L’hypersensibilité dont fait preuve la télévision nationale mauricienne – l’organe de communication incontestée du gouvernement – face à la chose religieuse (ou l’interprétation que l’on fait de la « culture » à Maurice) ne date pas d’hier et ne surprend plus. Toutefois, la tendance, loin d’être rassurante, mérite d’être soulignée car cet « affaire du préservatif halal (ou pas) » n’est pas un incident isolé.

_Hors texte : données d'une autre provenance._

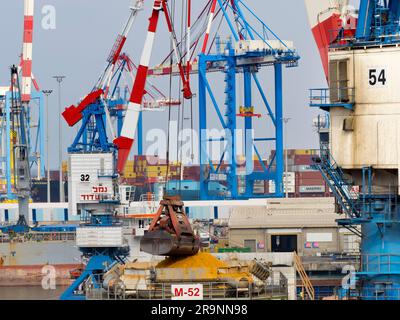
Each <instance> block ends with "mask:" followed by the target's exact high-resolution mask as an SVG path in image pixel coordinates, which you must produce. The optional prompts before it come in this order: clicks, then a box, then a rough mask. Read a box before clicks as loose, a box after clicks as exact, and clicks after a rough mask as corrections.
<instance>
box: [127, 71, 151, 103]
mask: <svg viewBox="0 0 400 320" xmlns="http://www.w3.org/2000/svg"><path fill="white" fill-rule="evenodd" d="M148 69H149V68H148V67H146V66H141V65H140V66H139V68H138V70H137V73H136V79H135V84H134V85H133V89H132V94H131V98H130V100H129V101H130V102H132V103H137V104H142V100H143V96H144V92H145V86H146V79H147V72H148Z"/></svg>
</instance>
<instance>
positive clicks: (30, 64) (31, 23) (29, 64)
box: [21, 0, 39, 103]
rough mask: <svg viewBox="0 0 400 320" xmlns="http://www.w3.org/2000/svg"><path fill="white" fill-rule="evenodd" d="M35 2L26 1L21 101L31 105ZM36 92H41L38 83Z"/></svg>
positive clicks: (24, 3)
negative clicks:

Car il n’y a pas si longtemps, plusieurs personnes avaient remarqué que la série indienne culte – qui accompagne plus de 50% des abonnés de la MBC pendant leur dîner, ceux n’ayant pas les moyens de s’abonner aux bouquets satellites – Kyunki Saas Bhi Kabhi Bahu Thi, avait été remplacé par l’autre série indienne culte, Mahabharata – cette série datant du début des années 90 et racontant l’épopée du dieu hindou Krishna.

Mais voilà, il ressort que cette démarche de la station nationale de télévision émane d’un lobby exercé par certains groupes de pression hindous – Voice of Hindu et Kranti – qui s’élèvent contre le dénouement de cette série. Si la série Kyunki Saas Bhi Kabhi Bahu Thi connaissait autant de succès en Inde il y a quelques années, le manque d’imagination et les tournures invraisemblables ont fini par plonger les scénaristes dans des bassesses jugées « impardonnables » par l’audience indienne. Ainsi, la réalisatrice de la série Ekta Kapoor, s’est même retrouvée face à la justice, car certains « puristes » trouvaient que la série « bafouaient les valeurs ancestrales de la société indienne ».

Les « puristes » mauriciens emboîtent le pas aux « puristes » indiens : jusqu’ici tout va bien, la société mauricienne suit le cours de la logique sectaire. Toutefois, au fur et a mesure que les choses se dévoilent, quelque chose m’a frappé : ce lobby des groupes de pressions ethniques hindous s’inscrivent dans une logique particulière, le combat contre la conversion qui « sévirait » actuellement. Casser la séquence quotidienne de la série Kyunki Saas Bhi Kabhi Bahu Thi par la série retraçant l’épopée mythologique indienne est vu comme un moyen de ramener les hindous à leurs valeurs ancestrales par les groupes de pression hindous.

Mais doit-on vraiment s’en étonner ? Après tout, la République de Maurice n’est pas laïc – officiellement. L’Etat ne reconnait pas « le Mauricien », mais des entités distinctes, chacun suivant les « styles de vie » se rapportant à quatre catégories clairement définies. Finalement, quoique dise la population, l’Etat mauricien demeure constant avec sa politique sectaire « républicaine ». Peut-être la faute ici revient à cette tranche de la population qui se sent interpellée par ces événements. Ils vivent dans l’illusion d’une autre République de Maurice. Celle ou l’Etat est laïc et ne s’immice pas dans les considérations ethniques. Mais voilà, c’est une illusion.